In the course of her work, Easterine Kire has now become a trailblazer in her own right. Spirit Nights is an admirable continuation of her trademark style: capturing meaning without being caught in the tangles of language.
In the village of Shumang Laangnyu Sang, Tola lives with her grandson Namumolo, whom everyone lovingly calls Namu. His parents died in an enemy attack when he was only a few months old, and Tola is the only family he knows. Tola herself has battled many difficulties: first, infertility for several years, and then the death of her husband when their son was only a teenager.
As she brings up Namu, she is visited by spirits who communicate to her that something momentous is coming, and she must prepare the boy to rise to the occasion. Daughter of a seer, she knows she must believe, even when she does not understand.
Soon, the darkness privately prophesied to Tola does arrive, intense and seemingly unending. Accompanying this unnatural, all-engulfing darkness are fear and death, and life suddenly comes to a halt – not just in their village, but also in the neighbouring areas.
Something has gone wrong in the spirit world, Tola realises – the world whose blessings they solicit and spurning they fear, and ultimately one which they must live in conjunction with. Bringing an end to the night demands more than physically overpowering the enemy, and Tola, Namu and the small cast of characters begin to find their places in this new world.
Changing pulse
Despite its fast pace, Spirit Nights is not a story told in broad strokes. The characters, though set in the sketches that Kire draws out for them, develop over the course of the story. The moral calculus that guides them at times of decision-making – and the internal strife that drives them to action – comes to the fore only as the story progresses and a wider set of thoughts and actions starts completing the picture that is their character.
The village of Shumang Laangnyu Sang in Spirit Nights is the basic community unit, and the lives and livelihoods of its members are simple: they cultivate their small patches of land, the women cook, the men make tools. Kire does the story justice by neither romanticising this way of life nor vilifying it; instead, she treats it with the trained acceptance of someone who knows what it is to live inside of it.
This results in a rendering that is thinly descriptive of the setting, with its finger constantly on the changing pulse of its characters. The simplicity of the language used accords Spirit Nights a kind of lyricality; in Kire’s telling, it is easy to get a sense of the traditions of oral storytelling that have kept this story and the associated customs alive.
This restraint, however, that Kire exercises in using language as adornment also pays off in another aspect: the richness of meaning that the short, blunt sentences are often layered with becomes the primary object of focus on the page, their mysterious resonance following you through the story.

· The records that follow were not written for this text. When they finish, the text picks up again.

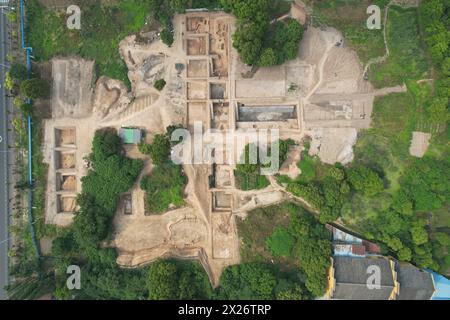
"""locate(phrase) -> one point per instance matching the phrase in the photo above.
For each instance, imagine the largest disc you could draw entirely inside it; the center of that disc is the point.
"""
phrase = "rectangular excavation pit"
(219, 67)
(223, 176)
(65, 159)
(197, 24)
(220, 115)
(196, 46)
(65, 137)
(197, 68)
(275, 113)
(217, 90)
(197, 90)
(66, 182)
(66, 204)
(222, 201)
(126, 204)
(197, 113)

In her notes, Kire acknowledges the many people who recounted to her different versions of this story, each enmeshed with the history and mythology of their respective villages. Spirit Nights has all the necessary elements of a fable: a brave protagonist, a wise counsel, a once happy world beset by darkness, and an enemy that takes more than just skill to defeat.
This fable-like quality perhaps also explains why almost no character in the story is beyond redemption – the people are all fundamentally good, even if sometimes lead astray by their wants. More importantly, their redemption is never solely the fruit of their own labour; the repercussions of their wrongs are experienced communally, and their way back is also paved by the efforts of those they live together in the village unit with.
Grief and wisdom
In writing a tale that many villages revere and celebrate festivals based on, Kire also successfully moves away from the modern lens as the only, or correct, way of understanding our world. Spirit Nights is a story confident in its voice, and is a successful example of what it means to not mould a narrative to meet its intended audience halfway.
To the average urban reader, for example, a story of spirits and miracles might seem outlandish, especially when Kire makes no mention throughout of the time that it is set in. (A section on the different accounts of the dark time is available at the end of the book, but until I got there, I read Spirit Nights as a novel.)
Despite this ambiguity of time and place, Kire does not attempt to sell to the reader the logic of a living ecosystem that routinely interacts with the supernatural. Instead, she invites the reader’s faith in a story that is as much about the familiar themes of grief and kinship as much as it is about extraordinary courage and spiritual wisdom, where the higher powers or belief systems might be different, but the fundamental truths – such as the power of a grandmother’s love – remain the same.
Spirit Nights is a story of how the moral balance of community life is made up of delicate elements, and how easily it can get disturbed by seemingly meaningless thoughts and actions. It succeeds in infusing life into a mythological tale of light and darkness, and should be read for its masterful humanising of the didactic.
Spirit Nights, Easterine Kire, Simon & Schuster India.